God’s mind is not changed through prayer. I like to think that rather, our will and minds are changed through prayer. God was going to destroy them, but since they oriented their will and prayers along with his will, they avoided the coming disaster.
Well, repented is an English word that conveys a certain understanding for us today that the word used in the original language may not have conveyed. After all, God is not a human being; any language we use regarding God at all is going to be insufficient to convey what God fully means; we just aren’t capable of understanding it.
For the people reading about Jonah, their understanding of God turning aside from a planned punishment would have been taken as, “when we do something wrong, and we know we deserve God’s punishment, at least show Him how sorry we are, and pray that He accept our repenting.” Using a word translating to English ‘repenting’ is giving us an idea that God understands repentance and that God will hear and perhaps grant our request for forgiveness if it is sincere and whole-hearted.
Also, why does it say that God was about to cause evils?
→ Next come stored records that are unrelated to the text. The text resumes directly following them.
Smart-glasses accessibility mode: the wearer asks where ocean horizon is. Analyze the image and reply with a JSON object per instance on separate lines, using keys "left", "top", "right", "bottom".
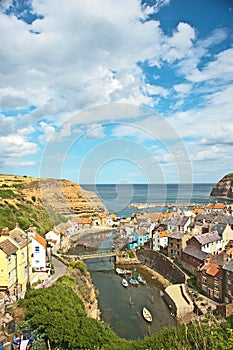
{"left": 80, "top": 183, "right": 226, "bottom": 217}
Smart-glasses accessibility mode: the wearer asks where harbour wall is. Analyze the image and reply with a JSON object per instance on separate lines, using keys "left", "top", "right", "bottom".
{"left": 136, "top": 249, "right": 187, "bottom": 285}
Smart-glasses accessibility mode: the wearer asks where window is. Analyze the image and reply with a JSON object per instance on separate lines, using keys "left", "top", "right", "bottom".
{"left": 228, "top": 279, "right": 232, "bottom": 285}
{"left": 214, "top": 290, "right": 219, "bottom": 298}
{"left": 22, "top": 251, "right": 25, "bottom": 260}
{"left": 8, "top": 271, "right": 12, "bottom": 280}
{"left": 8, "top": 256, "right": 12, "bottom": 263}
{"left": 35, "top": 246, "right": 40, "bottom": 252}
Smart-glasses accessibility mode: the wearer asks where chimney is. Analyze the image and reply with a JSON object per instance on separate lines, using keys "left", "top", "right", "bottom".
{"left": 1, "top": 227, "right": 9, "bottom": 236}
{"left": 15, "top": 223, "right": 19, "bottom": 228}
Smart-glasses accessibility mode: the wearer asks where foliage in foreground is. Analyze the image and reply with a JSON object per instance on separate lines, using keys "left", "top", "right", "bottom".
{"left": 24, "top": 284, "right": 130, "bottom": 349}
{"left": 24, "top": 283, "right": 233, "bottom": 350}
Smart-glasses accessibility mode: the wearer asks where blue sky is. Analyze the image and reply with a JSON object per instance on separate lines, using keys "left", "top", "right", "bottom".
{"left": 0, "top": 0, "right": 232, "bottom": 184}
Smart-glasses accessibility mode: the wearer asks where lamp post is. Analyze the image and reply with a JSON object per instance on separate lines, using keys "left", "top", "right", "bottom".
{"left": 12, "top": 252, "right": 18, "bottom": 301}
{"left": 26, "top": 229, "right": 30, "bottom": 285}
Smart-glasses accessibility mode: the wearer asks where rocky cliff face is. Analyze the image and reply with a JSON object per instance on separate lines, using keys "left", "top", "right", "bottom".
{"left": 210, "top": 173, "right": 233, "bottom": 199}
{"left": 0, "top": 174, "right": 107, "bottom": 232}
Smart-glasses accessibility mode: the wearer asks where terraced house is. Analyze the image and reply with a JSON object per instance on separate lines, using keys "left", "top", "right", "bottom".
{"left": 0, "top": 225, "right": 32, "bottom": 297}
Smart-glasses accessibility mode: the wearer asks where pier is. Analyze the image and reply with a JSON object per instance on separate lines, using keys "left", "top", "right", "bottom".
{"left": 128, "top": 203, "right": 203, "bottom": 210}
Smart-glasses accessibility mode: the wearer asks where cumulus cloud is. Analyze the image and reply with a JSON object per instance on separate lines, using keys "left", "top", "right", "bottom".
{"left": 85, "top": 124, "right": 106, "bottom": 139}
{"left": 0, "top": 134, "right": 38, "bottom": 167}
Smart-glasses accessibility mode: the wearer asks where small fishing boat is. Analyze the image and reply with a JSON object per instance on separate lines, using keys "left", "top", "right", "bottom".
{"left": 142, "top": 307, "right": 152, "bottom": 322}
{"left": 129, "top": 277, "right": 139, "bottom": 286}
{"left": 121, "top": 278, "right": 128, "bottom": 288}
{"left": 116, "top": 268, "right": 125, "bottom": 275}
{"left": 124, "top": 269, "right": 133, "bottom": 275}
{"left": 137, "top": 275, "right": 146, "bottom": 284}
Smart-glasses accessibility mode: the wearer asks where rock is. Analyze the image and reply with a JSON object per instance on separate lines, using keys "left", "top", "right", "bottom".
{"left": 210, "top": 173, "right": 233, "bottom": 199}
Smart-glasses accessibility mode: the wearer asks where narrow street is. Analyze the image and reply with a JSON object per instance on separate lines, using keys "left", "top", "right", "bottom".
{"left": 43, "top": 255, "right": 67, "bottom": 288}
I thought God can’t cause evil!
Our prayers don’t change God, but they are accounted for in his eternal will.
Thank you for your explanation. I would love for you to expand on it when time allows.
Yes, that’s confusing too. But I can see how it could be interpreted by the writer as short-hand for punishment, but that is an interesting question.
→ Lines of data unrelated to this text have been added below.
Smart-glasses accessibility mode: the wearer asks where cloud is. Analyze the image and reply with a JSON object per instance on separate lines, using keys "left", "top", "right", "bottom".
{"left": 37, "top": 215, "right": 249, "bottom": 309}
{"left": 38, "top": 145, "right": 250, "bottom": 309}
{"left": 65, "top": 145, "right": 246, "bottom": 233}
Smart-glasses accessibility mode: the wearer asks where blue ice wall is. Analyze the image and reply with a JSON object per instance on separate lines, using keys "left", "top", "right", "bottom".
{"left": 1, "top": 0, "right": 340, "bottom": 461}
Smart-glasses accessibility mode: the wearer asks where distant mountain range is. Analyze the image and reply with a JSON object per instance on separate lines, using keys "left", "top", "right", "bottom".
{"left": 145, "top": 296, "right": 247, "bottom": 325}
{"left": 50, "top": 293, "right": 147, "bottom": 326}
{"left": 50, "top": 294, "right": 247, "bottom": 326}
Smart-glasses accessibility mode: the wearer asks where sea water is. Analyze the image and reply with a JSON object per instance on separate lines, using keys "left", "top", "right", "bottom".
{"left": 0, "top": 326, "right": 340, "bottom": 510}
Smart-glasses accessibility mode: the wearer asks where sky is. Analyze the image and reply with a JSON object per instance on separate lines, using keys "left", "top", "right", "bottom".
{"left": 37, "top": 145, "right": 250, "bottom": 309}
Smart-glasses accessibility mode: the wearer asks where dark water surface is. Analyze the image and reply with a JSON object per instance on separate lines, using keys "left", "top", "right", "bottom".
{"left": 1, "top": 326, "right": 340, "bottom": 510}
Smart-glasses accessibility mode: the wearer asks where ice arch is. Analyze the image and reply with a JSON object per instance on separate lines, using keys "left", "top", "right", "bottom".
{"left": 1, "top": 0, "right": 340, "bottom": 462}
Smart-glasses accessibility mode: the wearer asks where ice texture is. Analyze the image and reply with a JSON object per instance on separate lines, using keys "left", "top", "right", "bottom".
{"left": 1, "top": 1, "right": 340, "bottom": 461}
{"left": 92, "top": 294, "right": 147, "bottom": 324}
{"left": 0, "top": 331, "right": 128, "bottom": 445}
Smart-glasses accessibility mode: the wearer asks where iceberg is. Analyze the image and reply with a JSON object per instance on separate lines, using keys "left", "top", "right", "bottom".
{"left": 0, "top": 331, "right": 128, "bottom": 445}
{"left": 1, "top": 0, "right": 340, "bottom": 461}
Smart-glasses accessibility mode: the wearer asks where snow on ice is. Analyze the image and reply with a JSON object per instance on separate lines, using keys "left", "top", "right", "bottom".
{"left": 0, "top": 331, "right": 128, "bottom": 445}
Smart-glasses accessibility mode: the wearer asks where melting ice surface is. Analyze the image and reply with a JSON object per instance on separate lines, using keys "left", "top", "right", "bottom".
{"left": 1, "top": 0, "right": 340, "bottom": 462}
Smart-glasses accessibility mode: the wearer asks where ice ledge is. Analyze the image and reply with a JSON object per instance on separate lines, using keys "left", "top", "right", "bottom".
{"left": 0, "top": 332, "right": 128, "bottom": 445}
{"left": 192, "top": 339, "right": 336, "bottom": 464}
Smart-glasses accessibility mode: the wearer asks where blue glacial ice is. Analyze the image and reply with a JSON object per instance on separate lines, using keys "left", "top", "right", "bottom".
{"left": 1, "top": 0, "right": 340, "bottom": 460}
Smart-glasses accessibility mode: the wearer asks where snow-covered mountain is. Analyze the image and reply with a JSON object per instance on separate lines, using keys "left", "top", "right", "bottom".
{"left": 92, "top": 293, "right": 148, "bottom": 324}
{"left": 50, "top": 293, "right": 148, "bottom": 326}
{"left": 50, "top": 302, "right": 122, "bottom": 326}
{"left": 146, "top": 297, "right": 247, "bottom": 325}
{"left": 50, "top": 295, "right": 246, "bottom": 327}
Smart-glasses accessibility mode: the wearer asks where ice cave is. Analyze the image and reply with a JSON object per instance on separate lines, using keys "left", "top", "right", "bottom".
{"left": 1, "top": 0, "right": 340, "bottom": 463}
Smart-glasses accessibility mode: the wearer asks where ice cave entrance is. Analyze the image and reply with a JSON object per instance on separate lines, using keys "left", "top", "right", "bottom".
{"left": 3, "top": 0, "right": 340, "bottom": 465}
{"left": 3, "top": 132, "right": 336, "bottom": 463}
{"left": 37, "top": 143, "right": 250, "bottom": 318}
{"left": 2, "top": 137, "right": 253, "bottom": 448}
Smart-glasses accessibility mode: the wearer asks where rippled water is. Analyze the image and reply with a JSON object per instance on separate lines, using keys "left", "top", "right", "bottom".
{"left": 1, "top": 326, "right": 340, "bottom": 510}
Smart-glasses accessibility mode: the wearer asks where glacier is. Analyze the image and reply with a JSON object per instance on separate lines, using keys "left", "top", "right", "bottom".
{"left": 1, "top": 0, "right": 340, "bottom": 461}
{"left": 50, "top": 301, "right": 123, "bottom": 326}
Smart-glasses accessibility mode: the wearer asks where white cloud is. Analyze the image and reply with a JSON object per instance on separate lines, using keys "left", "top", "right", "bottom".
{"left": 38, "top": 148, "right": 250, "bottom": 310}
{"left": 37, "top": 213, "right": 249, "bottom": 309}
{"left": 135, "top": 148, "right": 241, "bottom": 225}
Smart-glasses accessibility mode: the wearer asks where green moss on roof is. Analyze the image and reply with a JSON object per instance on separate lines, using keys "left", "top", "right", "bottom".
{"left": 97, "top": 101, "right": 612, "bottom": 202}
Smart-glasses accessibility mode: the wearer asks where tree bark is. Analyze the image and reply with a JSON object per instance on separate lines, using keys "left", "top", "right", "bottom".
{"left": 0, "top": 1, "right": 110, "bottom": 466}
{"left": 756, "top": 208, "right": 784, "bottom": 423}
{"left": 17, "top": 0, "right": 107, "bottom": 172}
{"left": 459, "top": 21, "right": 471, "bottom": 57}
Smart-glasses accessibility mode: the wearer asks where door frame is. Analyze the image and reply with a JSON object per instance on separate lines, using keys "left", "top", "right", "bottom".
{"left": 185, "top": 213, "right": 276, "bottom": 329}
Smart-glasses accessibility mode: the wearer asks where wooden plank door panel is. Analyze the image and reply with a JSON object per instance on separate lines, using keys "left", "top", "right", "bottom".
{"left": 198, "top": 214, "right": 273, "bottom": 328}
God loves His children and He wants the best for them. He also sees the heart, mind and soul of His children and it’s His choice how to act on that.
Let’s say I make the following plan: “I’m going to get pizza for dinner. Unless the pizza place is closed in which case I will get a burger.” If the pizza place is closed and I get a burger, did I change my mind?
If God made the plan “As long as Adam and Eve don’t eat the fruit, I’m going to do X,* if they do I’ll start setting up for the Passion,” did Adam and Eve change his mind?
*Since we have no idea what he would have done if they hadn’t eaten the fruit I have to leave this one undefined.
There is God’s Sovereign Will and His Permissive Will, both are
permitted by his Grace, otherwise we will be Robots, doing His
every bidding as a command. Jesus experienced this dramatically
in the Garden of Gathsemane, when He prayed, “Father, not my
will(God’s Permissive Will) but Thine (God’s Sovereign Will) be
done!!” God DIDN’T change His Sovereign Will, but He provided
an easier way out of Jesus’ predicament, obviously He might
have to sift the JEWISH NATION as wheat to save the world!!